Astronomers have finally confirmed a theory related to Active Galactic Nuclei (AGNs), the central region of galaxies that are a higher luminosity than expected. Observations of AGNs have them placed into two groups: Type 1 and Type 2. Researchers have always assumed that the difference is just about the angle we are looking at them from and nothing else. A new discovery has finally provided crucial evidence in support of it.
AGNs are powered by supermassive black holes snacking on material falling towards them. If we can see the feeding process directly, they are classified as type 1. However, there are others in which a thick donut of gas and dust obscure this process. These are type 2.
The unification model requires showing that behind a type 2, there is really a type 1, without having to travel for millions of light-years and observe a galaxy from another angle.

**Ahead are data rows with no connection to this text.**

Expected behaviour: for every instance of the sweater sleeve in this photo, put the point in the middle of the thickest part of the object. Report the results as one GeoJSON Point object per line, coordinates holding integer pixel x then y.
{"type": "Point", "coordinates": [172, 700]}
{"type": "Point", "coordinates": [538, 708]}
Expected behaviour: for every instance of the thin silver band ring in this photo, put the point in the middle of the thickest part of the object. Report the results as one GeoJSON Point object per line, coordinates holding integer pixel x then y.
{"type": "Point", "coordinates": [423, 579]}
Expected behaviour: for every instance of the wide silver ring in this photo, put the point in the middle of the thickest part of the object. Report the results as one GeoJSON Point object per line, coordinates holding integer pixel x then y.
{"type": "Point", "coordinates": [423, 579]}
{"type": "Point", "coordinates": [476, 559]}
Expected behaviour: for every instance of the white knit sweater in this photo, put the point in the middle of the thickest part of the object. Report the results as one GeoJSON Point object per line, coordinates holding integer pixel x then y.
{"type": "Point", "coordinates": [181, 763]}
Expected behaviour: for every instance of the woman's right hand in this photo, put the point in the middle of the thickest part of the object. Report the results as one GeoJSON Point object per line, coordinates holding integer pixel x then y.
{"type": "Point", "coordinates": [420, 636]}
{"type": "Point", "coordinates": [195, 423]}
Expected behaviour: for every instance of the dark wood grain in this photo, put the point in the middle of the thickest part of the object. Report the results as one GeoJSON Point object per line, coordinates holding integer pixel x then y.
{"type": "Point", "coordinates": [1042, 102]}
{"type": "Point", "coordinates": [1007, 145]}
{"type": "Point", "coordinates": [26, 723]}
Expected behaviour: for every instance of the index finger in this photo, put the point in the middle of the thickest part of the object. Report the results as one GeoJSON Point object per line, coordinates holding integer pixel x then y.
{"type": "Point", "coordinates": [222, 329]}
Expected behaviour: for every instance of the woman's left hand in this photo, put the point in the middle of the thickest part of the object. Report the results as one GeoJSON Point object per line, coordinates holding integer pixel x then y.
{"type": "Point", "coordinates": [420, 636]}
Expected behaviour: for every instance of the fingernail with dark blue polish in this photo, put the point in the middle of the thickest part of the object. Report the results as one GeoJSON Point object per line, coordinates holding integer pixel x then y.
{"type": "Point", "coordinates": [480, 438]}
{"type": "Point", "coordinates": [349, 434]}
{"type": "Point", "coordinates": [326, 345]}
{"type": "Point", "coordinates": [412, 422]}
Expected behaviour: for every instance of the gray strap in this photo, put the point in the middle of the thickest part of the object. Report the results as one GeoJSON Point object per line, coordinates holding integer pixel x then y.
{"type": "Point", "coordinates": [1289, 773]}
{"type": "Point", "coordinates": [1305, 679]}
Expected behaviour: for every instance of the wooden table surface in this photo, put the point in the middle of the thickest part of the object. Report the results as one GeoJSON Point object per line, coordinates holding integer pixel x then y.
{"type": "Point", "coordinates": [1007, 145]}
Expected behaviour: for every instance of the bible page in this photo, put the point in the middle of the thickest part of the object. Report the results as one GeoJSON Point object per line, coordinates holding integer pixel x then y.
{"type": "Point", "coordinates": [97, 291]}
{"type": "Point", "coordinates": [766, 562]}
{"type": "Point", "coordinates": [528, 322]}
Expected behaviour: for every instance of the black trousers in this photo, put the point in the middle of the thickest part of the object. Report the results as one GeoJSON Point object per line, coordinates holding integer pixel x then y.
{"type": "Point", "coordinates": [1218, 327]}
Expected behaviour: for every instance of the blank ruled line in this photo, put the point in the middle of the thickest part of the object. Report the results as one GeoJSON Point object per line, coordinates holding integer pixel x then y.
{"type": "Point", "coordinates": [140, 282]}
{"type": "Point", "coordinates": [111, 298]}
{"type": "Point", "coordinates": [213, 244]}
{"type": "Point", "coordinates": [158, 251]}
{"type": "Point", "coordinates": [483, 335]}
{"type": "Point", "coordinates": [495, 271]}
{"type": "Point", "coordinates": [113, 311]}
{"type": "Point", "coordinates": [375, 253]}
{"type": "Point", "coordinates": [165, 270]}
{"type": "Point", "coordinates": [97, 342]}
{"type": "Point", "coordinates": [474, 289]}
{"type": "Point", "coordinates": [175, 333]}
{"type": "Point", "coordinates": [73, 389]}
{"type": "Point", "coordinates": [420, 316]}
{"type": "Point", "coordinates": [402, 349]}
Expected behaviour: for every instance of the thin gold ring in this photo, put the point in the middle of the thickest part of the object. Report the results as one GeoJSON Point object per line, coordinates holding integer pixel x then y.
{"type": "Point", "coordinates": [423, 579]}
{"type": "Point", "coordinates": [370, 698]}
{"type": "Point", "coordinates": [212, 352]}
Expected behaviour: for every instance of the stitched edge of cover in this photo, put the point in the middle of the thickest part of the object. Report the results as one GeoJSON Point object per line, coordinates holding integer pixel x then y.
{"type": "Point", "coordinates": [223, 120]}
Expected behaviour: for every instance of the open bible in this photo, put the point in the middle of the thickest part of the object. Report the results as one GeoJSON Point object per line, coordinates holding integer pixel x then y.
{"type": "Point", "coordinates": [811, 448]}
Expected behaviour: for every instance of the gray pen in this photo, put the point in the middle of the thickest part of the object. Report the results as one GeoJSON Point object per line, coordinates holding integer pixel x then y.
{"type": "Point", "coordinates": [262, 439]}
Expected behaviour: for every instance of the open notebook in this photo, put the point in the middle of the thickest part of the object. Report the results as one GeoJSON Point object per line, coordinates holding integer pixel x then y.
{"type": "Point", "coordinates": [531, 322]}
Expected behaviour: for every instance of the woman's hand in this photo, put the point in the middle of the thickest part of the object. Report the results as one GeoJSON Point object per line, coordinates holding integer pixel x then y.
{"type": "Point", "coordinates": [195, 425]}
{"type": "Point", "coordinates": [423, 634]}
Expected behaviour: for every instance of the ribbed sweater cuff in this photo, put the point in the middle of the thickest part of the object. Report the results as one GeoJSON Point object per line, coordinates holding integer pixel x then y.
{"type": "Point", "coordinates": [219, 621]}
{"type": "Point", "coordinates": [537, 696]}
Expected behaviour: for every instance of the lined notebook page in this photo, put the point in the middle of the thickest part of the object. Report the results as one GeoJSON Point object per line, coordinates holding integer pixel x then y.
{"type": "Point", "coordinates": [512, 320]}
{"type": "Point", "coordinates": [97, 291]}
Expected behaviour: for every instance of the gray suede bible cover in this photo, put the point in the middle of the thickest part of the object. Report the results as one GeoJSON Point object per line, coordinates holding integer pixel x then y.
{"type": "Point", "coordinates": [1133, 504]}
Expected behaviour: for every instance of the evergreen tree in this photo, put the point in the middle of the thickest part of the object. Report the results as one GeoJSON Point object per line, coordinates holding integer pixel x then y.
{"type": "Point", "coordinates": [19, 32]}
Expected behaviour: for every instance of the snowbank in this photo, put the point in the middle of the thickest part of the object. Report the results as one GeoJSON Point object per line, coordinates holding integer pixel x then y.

As reported in the journal Nature, observations from the Very Large Telescope Interferometer VLTI) have done just that. Astronomers have observed a galaxy known as Messier 77 (or NGC 1068) which is the archetypal Type 2 AGN. Detailed thermal maps of the core of this cosmic island of stars showed that the supermassive black hole is there, hiding behind a thick blanket of dust.
“The real nature of the dust clouds and their role in both feeding the black hole and determining how it looks when viewed from Earth have been central questions in AGN studies over the last three decades,” lead author Violeta Gámez Rosas from Leiden University, said in a statement. “Whilst no single result will settle all the questions we have, we have taken a major step in understanding how AGNs work.”
Despite being in the vacuum of space, the dust around the black hole tends to have temperatures between room temperature and over one thousand degrees. As stuff spirals inwards, the incredible gravitational pull heats up that material to incredible levels. In turn, the dust blocking our view absorbs some of that powerful light becoming hotter.
That’s what the team was able to track out with the MATISSE instrument on the VLTI, owned by the European Southern Observatory (ESO) consortium. Combined with radio maps from the Atacama Large Millimeter/submillimeter Array, co-owned by ESO, and the National Radio Astronomy Observatory’s Very Long Baseline Array.
“Messier 77 is an important prototype AGN and a wonderful motivation to expand our observing programme and to optimise MATISSE to tackle a wider sample of AGNs," Team member Bruno Lopez, the MATISSE Principal Investigator at the Observatoire de la Côte d’Azur in Nice, added.
This and future work will hopefully lead to a better understanding of what makes AGNs tick. Messier 77 is located 47 million light-years away.